The Hydromorphone Diversion Bogeyman Cometh

The writing on this featured image is just random gibberish produced by stable diffusion. It doesn’t mean anything. Neither does the writing of some editorialists and politicians.

Lots had been said and written about hydromorphone diversion lately, from this editorial on the National Post to an interview by MLA Eleonore Sturko. According to detractors of safer supply programs, massive diversion of painkiller medication to be sold as street drugs is somehow spiking up drug overdose deaths while “fuelling fentanyl addiction” and hurting the feelings of doctors who feel compelled to prescribe medication, and that’s why we have to “stop prescribing dillies” or whatever.

While this all sounds scary, it’s also ominous gibberish. It’s meant to scare people without any grasp of the issue in order to score political points. Rebutting this argument vacuum is consequently tedious, but bear with me for a moment.

For starters, hydromorphone is neither a recreational drug like psychedelics, nor a stimulant like amphetamines. Those who take it are either in acute pain or already addicted to it (probably because they were once, you know, in acute pain). So these “dillies” are only diverted to those who need them.

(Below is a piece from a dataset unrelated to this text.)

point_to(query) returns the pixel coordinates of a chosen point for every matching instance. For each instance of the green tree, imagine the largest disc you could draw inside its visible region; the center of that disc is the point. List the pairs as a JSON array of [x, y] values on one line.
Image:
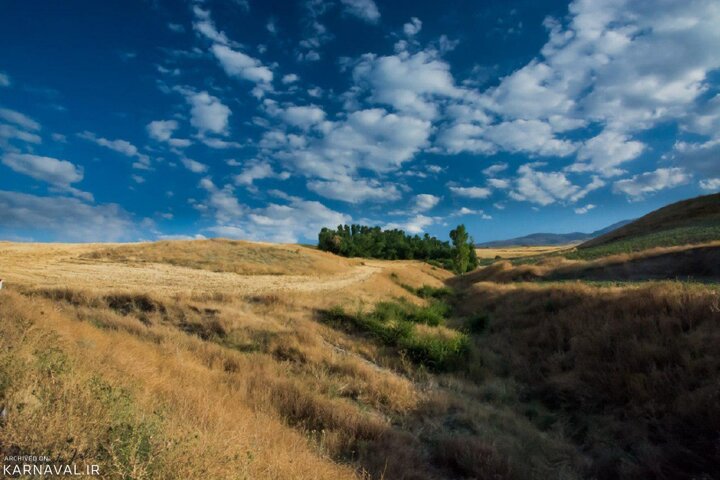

And since they are being sold as street drugs, there’s a demand for them. They have to work for somebody, otherwise there would be no demand. And that somebody manifestly would rather not buy down from street gangs. It’s actually an argument in favour of expanding safer supply programs, but the irony is lost on those who purposefully resort to such word salads.

The diversion is somehow blamed for a rise in overdose deaths, but hydromorphone is safe—at least tremendously safer than street drugs laced with fentanyl and xylazine. And there isn’t nearly enough to make a statistical difference anyway. So there can be no plausible mechanism to link the two.

Of course critics call it “subsidising fentanyl addiction”, as if it somehow needed to be fuelled. In their vivid imagination, flooding the streets with “dillies” somehow jacks up fentanyl overdoses, because of course resellers couldn’t afford their drugs otherwise; god forbid they spend their welfare cheques, collect empties, beg, steal, or prostitute themselves. Some of these alternate sources of income aren’t quite safe, by the way.

But you see, this debate isn’t about saving lives; it’s about controlling the drug supply. Hardcore detractors would be just fine with cutting off addicts’ welfare, fining them to bankruptcy, locking them up in jail or on psych wards for involuntary treatment, and driving them to suicide. You think I’m exaggerating? Watch them brag about taking “dillies” away from patients showing up at the ER with severe pain. Or standing up by policies coercing patients into taking their meds under the scrutiny of health care professionals, like prisoners—even if that leads to drug overdoses, such as this woman being ordered to down an entire bottle of slow-release morphine.

Since a picture is worth a thousand words, I decided to counter nonsense with nonsense, using a stable diffusion program to produce a picture of a bogeyman captioned with gibberish, which has about as much substance as this manufactured controversy. Because only someone who lacks a proper grasp of the underlying jargon could confuse it with speech.